The quantity of a radioactive substance decays according to the function Q (t) = 100e -1/4. where t represents time in years
The given function represents the decay of a radioactive substance over time. The equation Q(t) = 100e^(-1/4t) represents the quantity of the substance at time t in years.
In the function, e is the mathematical constant known as Euler's number, which is approximately equal to 2.718. The negative sign indicates a decay process, as the quantity of the substance decreases over time.
The decay constant is represented by -1/4. This value determines the rate at which the radioactive substance decays.
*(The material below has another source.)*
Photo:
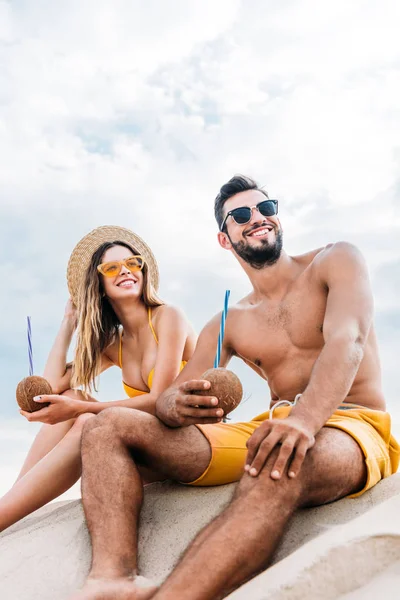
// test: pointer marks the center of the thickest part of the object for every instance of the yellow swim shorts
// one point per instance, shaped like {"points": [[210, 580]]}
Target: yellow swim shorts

A higher absolute value of the decay constant means a faster rate of decay.
To find the quantity of the substance at a specific time, substitute the desired value for t in the function Q(t). For example, to find the quantity after 2 years, substitute t = 2:
Q(2) = 100e^(-1/4 * 2)
= 100e^(-1/2)
≈ 100(0.6065)
≈ 60.65
Therefore, the quantity of the radioactive substance after 2 years would be approximately 60.65 units.
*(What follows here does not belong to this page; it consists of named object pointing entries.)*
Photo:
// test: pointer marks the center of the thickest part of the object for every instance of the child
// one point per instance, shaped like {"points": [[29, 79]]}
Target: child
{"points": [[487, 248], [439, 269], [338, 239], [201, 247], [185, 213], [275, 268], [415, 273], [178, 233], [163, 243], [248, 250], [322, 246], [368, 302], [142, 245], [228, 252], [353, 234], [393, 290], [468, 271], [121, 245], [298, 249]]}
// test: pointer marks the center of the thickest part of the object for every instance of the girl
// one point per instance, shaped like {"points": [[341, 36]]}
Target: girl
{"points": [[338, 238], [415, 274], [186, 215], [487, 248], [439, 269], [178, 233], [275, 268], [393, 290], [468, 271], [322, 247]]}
To find out how the quantity of a radioactive substance decays over time, we can use the given function:
Q(t) = 100e^(-1/4t)
In this function, Q(t) represents the quantity of the substance at a given time t, and e is the mathematical constant approximately equal to 2.71828, known as Euler's number.
To evaluate this function for a specific time t, follow these steps:
1. Replace the variable t with the given time value.
For example, if we want to find the quantity at t = 5 years, substitute t = 5 into the equation:
Q(5) = 100e^(-1/4 * 5)
2. Simplify the expression inside the parentheses (if needed).
In this case, -1/4 * 5 = -5/4.
Q(5) = 100e^(-5/4)
3. Evaluate the exponential term using a calculator or software that supports the exponential function.
Calculate e^(-5/4), which means raising Euler's number to the power of -5/4:
e^(-5/4) ≈ 0.23254 (rounded to five decimal places)
4. Multiply the result from step 3 by 100 to obtain the quantity at the given time.
Multiply 0.23254 by 100:
Q(5) ≈ 23.254
Therefore, at t = 5 years, the quantity of the radioactive substance is approximately 23.254 units.
To find the step-by-step explanation for the decay of the radioactive substance according to the function Q(t) = 100e^(-1/4t), we need to break down the equation and understand its components.
Step 1: Understand the equation
The equation represents the quantity (Q) of a radioactive substance over time (t) in years. The equation uses the natural exponential function e and a decay constant of -1/4.
Step 2: The decay constant
The decay constant (-1/4) determines the rate at which the radioactive substance decays. Specifically, it indicates that the quantity of the substance will decrease by a factor of e^(-1/4) (approximately 0.778) per year.
Step 3: Initial quantity (Q0)
To find the initial quantity (Q0) of the substance, we would substitute t = 0 into the equation. In this case, Q(0) = 100e^(-1/4 * 0) = 100e^0 = 100. Therefore, the initial quantity of the radioactive substance is 100.
Step 4: Decaying quantity (Q(t))
To find the quantity of the substance at a specific time (t), substitute the given value of t into the equation. For example, if we want to find the quantity at t = 1 year, we would calculate Q(1) = 100e^(-1/4 * 1) = 100e^(-1/4) ≈ 77.8.
Step 5: Interpretation
The equation Q(t) = 100e^(-1/4t) allows us to calculate the quantity of the radioactive substance at any given time (t). As time increases, the quantity will decrease exponentially, approaching zero but never actually reaching zero. The initial quantity of the substance is 100, and as time passes, the quantity will decrease according to the decay constant (-1/4).
Note: It's important to mention that the units of time need to be consistent in this equation. In this case, the unit of time is given in years.